Auf den israelischen Luftangriff auf die iranische Botschaft in Syrien folgte am vergangenen Wochenende ein beispielloser und direkter iranischer Raketen- und Drohnenangriff auf Israel. Im Gegenzug griff Israel am vergangenen Freitag den Iran an. Zwar haben beide Länder ihre Angriffe taktisch zurückgeschraubt, um einen Krieg zu vermeiden, doch werden diese Ereignisse als eine deutliche Verschlechterung der geopolitischen Lage im Nahen Osten betrachtet. Obwohl der Iran am vergangenen Freitag erklärt hat, dass er keine Vergeltungsmaßnahmen plant, kann eine weitere Eskalation nicht ausgeschlossen werden, die schwerwiegende Auswirkungen auf die Weltwirtschaft und die Finanzmärkte haben würde.

Eskalation der Nahost-Krise könnte Ölpreise in die Höhe treiben

Eine Eskalation des Konflikts im Nahen Osten könnte zu einem sprunghaften Anstieg der Ölpreise führen, was wiederum einen Inflationsanstieg, Turbulenzen an den weltweiten Aktienmärkten, ein gedämpftes Vertrauen der Unternehmen und eine geringere Investitionstätigkeit zur Folge haben könnte.
 
Der Iran ist ein bedeutender Erdölproduzent und steht mit einem Anteil von vier Prozent an der weltweiten Erdölproduktion an siebter Stelle. Das Land ist der drittgrößte Erdgasproduzent mit etwa sechs Prozent der weltweiten Produktion.
 
Doch abgesehen von einer möglichen Unterbrechung der iranischen Ölexporte besteht das größere Risiko darin, dass sich der Konflikt auf die Region ausweitet, da mehr als 30 Prozent der weltweiten Ölproduktion auf den Nahen Osten entfallen. Außerdem ist das Risiko einer Unterbrechung des Transits enorm. Über Routen wie die Straße von Hormuz werden rund 20 Prozent der weltweiten Ölversorgung abgewickelt, und täglich werden dort fast zehn Milliarden Kubikfuß Flüssiggas transportiert.
 
Die Befürchtungen, dass sich der Konflikt im Nahen Osten ausweiten könnte, haben sich am Wochenende beruhigt, da weder der Iran noch Israel an einer Eskalation der Krise interessiert zu sein scheinen und weitere Angriffe von beiden Seiten unwahrscheinlicher geworden sind. Ein Wiederaufflammen der Spannungen in der Region könnte die Rohölpreise jedoch auf ihren Höchststand von 2022 treiben. Der Anstieg auf die vorherigen Höchststände dürfte nur von kurzer Dauer sein; die Rohölpreise könnten jedoch noch mehrere Monate lang auf hohem Niveau bleiben.
Außerdem sind der Iran und andere Länder in der Region auf die Straße von Hormuz angewiesen, was ihre Schließung unwahrscheinlicher macht. Im Falle einer Schließung dürften die Nicht-OPEC-Produzenten ihre Produktion hochfahren und die Auswirkungen bis zu einem gewissen Grad abmildern. Höhere Rohölpreise würden die Nachfrage senken, was ebenfalls verhindern würde, dass die Ölpreise über einen längeren Zeitraum auf Rekordniveau verharren.

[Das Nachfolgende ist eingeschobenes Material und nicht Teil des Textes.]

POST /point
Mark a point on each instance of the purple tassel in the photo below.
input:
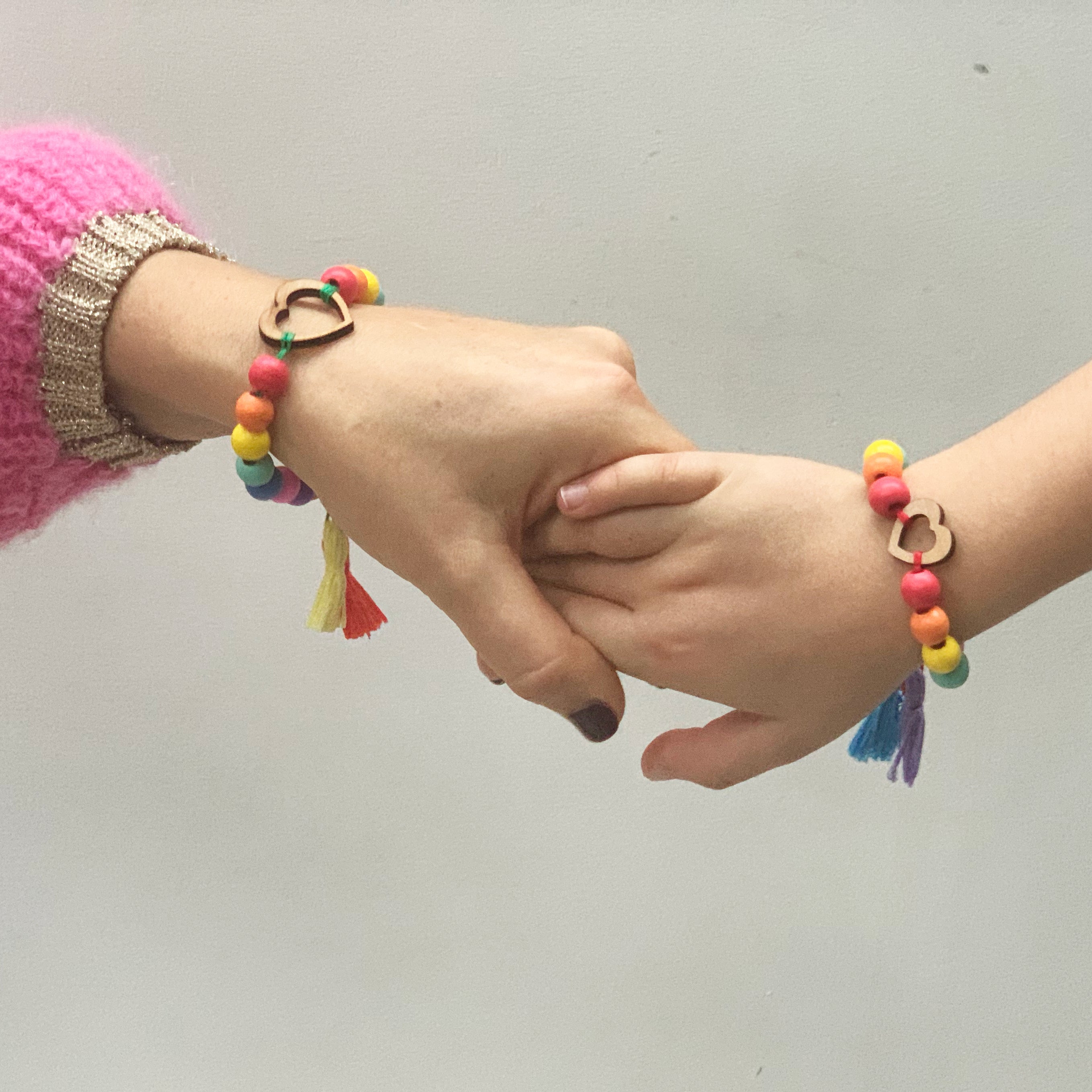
(911, 729)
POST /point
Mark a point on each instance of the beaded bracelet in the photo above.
(896, 729)
(341, 603)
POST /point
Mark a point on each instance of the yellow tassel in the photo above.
(328, 612)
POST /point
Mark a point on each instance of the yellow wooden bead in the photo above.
(944, 660)
(369, 284)
(249, 446)
(888, 447)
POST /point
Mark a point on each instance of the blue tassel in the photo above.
(879, 735)
(911, 730)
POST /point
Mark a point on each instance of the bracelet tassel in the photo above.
(341, 603)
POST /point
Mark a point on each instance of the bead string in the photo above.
(889, 496)
(341, 601)
(895, 730)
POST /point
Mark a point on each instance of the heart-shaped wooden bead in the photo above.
(944, 542)
(269, 325)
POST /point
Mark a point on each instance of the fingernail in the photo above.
(574, 495)
(597, 722)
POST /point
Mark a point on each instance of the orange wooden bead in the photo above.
(254, 413)
(882, 464)
(930, 627)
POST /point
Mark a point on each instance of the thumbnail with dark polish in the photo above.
(597, 722)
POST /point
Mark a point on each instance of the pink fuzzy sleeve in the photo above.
(53, 183)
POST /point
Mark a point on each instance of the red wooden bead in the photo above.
(888, 495)
(269, 376)
(921, 589)
(349, 287)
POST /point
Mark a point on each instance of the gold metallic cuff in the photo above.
(75, 312)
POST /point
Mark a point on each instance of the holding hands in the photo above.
(756, 581)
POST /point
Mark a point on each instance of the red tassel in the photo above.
(362, 615)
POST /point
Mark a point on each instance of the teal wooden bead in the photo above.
(255, 473)
(955, 678)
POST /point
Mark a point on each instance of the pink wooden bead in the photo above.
(269, 375)
(349, 287)
(921, 589)
(290, 487)
(888, 495)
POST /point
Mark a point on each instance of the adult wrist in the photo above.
(182, 336)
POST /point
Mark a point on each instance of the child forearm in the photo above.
(1018, 497)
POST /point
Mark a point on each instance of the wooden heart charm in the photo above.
(944, 543)
(269, 325)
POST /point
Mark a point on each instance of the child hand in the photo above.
(760, 582)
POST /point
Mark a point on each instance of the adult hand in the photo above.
(759, 582)
(433, 439)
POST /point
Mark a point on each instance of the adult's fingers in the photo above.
(493, 600)
(627, 534)
(674, 478)
(729, 749)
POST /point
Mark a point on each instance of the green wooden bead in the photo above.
(255, 473)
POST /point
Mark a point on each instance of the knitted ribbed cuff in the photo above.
(75, 312)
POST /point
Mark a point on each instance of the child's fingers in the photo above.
(728, 751)
(674, 478)
(599, 577)
(609, 626)
(632, 534)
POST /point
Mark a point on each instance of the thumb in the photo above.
(729, 749)
(525, 642)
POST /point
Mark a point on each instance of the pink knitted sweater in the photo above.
(53, 184)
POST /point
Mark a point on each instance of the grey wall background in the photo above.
(235, 855)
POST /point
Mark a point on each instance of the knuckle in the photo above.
(615, 385)
(611, 345)
(539, 684)
(667, 646)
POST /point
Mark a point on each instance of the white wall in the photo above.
(236, 855)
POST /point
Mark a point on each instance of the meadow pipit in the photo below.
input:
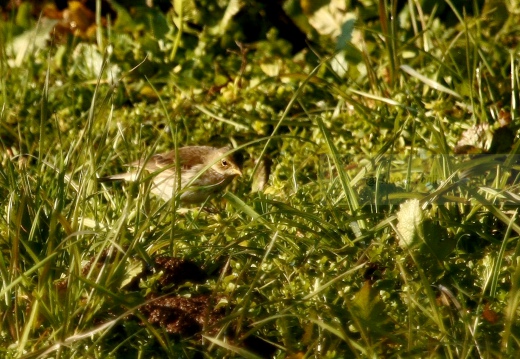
(191, 161)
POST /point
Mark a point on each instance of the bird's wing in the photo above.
(189, 158)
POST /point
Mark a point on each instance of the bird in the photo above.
(204, 171)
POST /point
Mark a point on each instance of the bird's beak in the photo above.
(237, 172)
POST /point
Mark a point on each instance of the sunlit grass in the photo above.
(321, 262)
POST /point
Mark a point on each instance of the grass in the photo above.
(331, 258)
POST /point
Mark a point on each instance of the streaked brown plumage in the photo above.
(192, 159)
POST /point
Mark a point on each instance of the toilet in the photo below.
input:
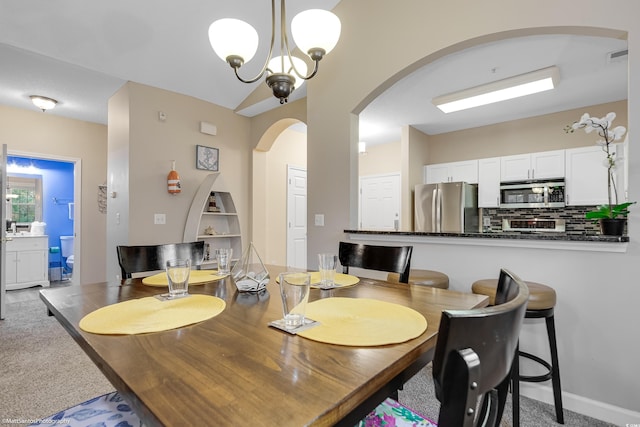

Geopolitische Spannungen könnten die Erholung der Weltwirtschaft beeinträchtigen

Geopolitische Spannungen könnten die Erholung der Weltwirtschaft beeinträchtigen
Eine der möglichen Folgen einer Eskalation des Konflikts im Nahen Osten sind erheblich höhere Ölpreise. Höhere Energiepreise könnten weltweit einen Inflationsschub auslösen und den Optimismus an den Finanzmärkten stören.
 
Ein solches Szenario würde Zinssenkungen verzögern oder die Zentralbanken sogar dazu zwingen, die Zinsen zu erhöhen, um die Inflation einzudämmen. Höhere Zinssätze würden sich negativ auf das globale Wirtschaftswachstum auswirken, und solange es keinen eindeutigen Trend zu einem nachhaltigen Anstieg der Inflation gibt, werden die Zentralbanken wahrscheinlich von Zinserhöhungen absehen. Unser Basisszenario geht davon aus, dass die Zentralbanken die Zinssätze länger hochhalten werden, anstatt sie erneut zu erhöhen, um zu verhindern, dass ihre Volkswirtschaften in eine Rezession abgleiten.
 
Daher sehen wir in höheren Rohölpreisen eines der größten Risiken für die derzeitige Erholung der Weltwirtschaft. Ein Anstieg der Rohölpreise auf über 110 Dollar würde als unmittelbare Bedrohung angesehen, die die weltweite wirtschaftliche Erholung zum Erliegen bringen könnte.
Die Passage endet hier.